I sort of have my eye on the Armor pockethole jig. Just the jig is over $130 though & I'm wondering if it is worth it.


----------



## MrMiz (Mar 31, 2021)

dabs of clear silicone adhesive it the corners. They usually have the adhesive kind in the isle  with the glass and lexan.


----------



## dborns (Mar 31, 2021)

To those mentioning strength of the wood frame, wouldn’t gluing that glass all around basically make it really strong and one “unit”?


----------



## MrMiz (Mar 31, 2021)

dborns said:


> To those mentioning strength of the wood frame, wouldn’t gluing that glass all around basically make it really strong and one “unit”?

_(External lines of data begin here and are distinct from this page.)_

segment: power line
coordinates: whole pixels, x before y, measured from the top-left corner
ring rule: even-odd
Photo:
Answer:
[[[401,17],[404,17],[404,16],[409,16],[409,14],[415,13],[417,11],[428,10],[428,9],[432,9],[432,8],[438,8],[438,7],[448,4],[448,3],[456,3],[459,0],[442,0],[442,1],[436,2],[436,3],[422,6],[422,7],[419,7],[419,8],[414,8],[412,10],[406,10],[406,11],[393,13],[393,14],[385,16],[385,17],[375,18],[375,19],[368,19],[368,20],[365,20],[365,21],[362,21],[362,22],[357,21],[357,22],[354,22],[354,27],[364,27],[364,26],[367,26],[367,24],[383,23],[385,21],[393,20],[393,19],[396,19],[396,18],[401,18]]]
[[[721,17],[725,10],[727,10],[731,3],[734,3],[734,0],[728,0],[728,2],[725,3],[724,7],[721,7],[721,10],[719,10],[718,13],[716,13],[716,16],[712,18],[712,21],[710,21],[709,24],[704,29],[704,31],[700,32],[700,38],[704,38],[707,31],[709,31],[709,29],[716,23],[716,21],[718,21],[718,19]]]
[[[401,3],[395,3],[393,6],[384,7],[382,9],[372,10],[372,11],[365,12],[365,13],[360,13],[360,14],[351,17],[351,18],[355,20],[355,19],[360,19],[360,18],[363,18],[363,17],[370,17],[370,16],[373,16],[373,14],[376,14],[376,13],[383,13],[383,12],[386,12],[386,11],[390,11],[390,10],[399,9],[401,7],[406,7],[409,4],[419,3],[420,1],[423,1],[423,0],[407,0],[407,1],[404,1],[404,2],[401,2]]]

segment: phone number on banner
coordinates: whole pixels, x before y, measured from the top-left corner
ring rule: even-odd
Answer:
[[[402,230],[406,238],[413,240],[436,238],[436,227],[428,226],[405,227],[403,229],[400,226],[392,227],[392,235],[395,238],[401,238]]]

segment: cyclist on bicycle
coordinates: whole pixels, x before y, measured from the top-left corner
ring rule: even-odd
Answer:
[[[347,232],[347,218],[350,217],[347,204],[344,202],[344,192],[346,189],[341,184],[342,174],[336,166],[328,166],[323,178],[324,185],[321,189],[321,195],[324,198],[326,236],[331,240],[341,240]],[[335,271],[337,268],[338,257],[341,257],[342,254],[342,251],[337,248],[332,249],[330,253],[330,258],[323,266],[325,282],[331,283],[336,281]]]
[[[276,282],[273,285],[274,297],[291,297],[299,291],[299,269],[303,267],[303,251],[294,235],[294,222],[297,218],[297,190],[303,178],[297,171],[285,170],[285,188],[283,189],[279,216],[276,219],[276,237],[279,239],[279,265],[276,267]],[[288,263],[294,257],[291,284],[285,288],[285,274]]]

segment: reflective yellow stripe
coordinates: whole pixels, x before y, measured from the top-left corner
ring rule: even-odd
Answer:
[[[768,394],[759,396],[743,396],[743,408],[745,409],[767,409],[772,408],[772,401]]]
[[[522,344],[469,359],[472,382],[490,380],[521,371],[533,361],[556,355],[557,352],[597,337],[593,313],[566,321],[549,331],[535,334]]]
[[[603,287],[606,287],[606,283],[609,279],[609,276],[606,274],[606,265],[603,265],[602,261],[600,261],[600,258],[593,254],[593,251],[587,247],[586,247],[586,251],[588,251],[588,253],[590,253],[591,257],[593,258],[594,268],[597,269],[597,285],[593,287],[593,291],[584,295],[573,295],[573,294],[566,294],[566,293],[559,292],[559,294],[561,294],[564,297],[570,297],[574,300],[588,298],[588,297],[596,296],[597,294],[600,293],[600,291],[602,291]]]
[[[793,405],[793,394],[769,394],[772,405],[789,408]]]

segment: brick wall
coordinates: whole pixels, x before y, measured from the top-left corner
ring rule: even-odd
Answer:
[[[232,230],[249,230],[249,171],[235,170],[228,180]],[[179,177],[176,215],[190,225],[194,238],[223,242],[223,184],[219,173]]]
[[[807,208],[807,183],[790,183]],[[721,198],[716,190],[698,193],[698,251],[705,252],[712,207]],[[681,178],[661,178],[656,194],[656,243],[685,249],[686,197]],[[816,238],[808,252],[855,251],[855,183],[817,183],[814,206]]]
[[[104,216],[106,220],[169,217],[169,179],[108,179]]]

it would... wood moves especially in a bathrooms because of heat and moisture. So as long as your ok with the "seams" or corners opening up it would be fine. I have a couple mirrors where the frame is just stuck to the mirror directly with no other attachment. Basically sicks of wood glued to the mirror in a shape.


----------



## mabloodhound (Mar 31, 2021)

The mirror frame should have had rabbits cut into the back to set the mirror into.  Could still be done with a router and then the assembly would act as one unit.


----------



## Eddie_T (Apr 1, 2021)

@dborns Will the mirror be hung with long dimension vertical or horizontal?


----------



## zannej (Apr 2, 2021)

That's what I was thinking mabloodhound. On the one I'm making I was thinking of having rabbits for the frame on all of the trim pieces and a piece of plywood that it all attaches to the back, some of that rope putty for screens along the very edges for expansion/contraction of wood (not anywhere that would be visible) and silicone to hold corners to plywood.


----------



## Eddie_T (Apr 2, 2021)

From the OPs description I think the glass extends to the frame edge top and bottom. Here's an idea that could support the glass by merely extending the bottom board ¼ to the rear. I would use a thinner board and round the front edge for a better appearance or one could box the whole frame if desired.


----------



## Eddie_T (Apr 8, 2021)

I guess we lost the OP? That seems to happen often on these threads so we never know if the problem was solved. Whatever the solution is it may help others and does interest those of us who attempt to help.


----------



## zannej (Apr 8, 2021)

Yeah. I think going off topic might have done it, but maybe OP just lost interest.


----------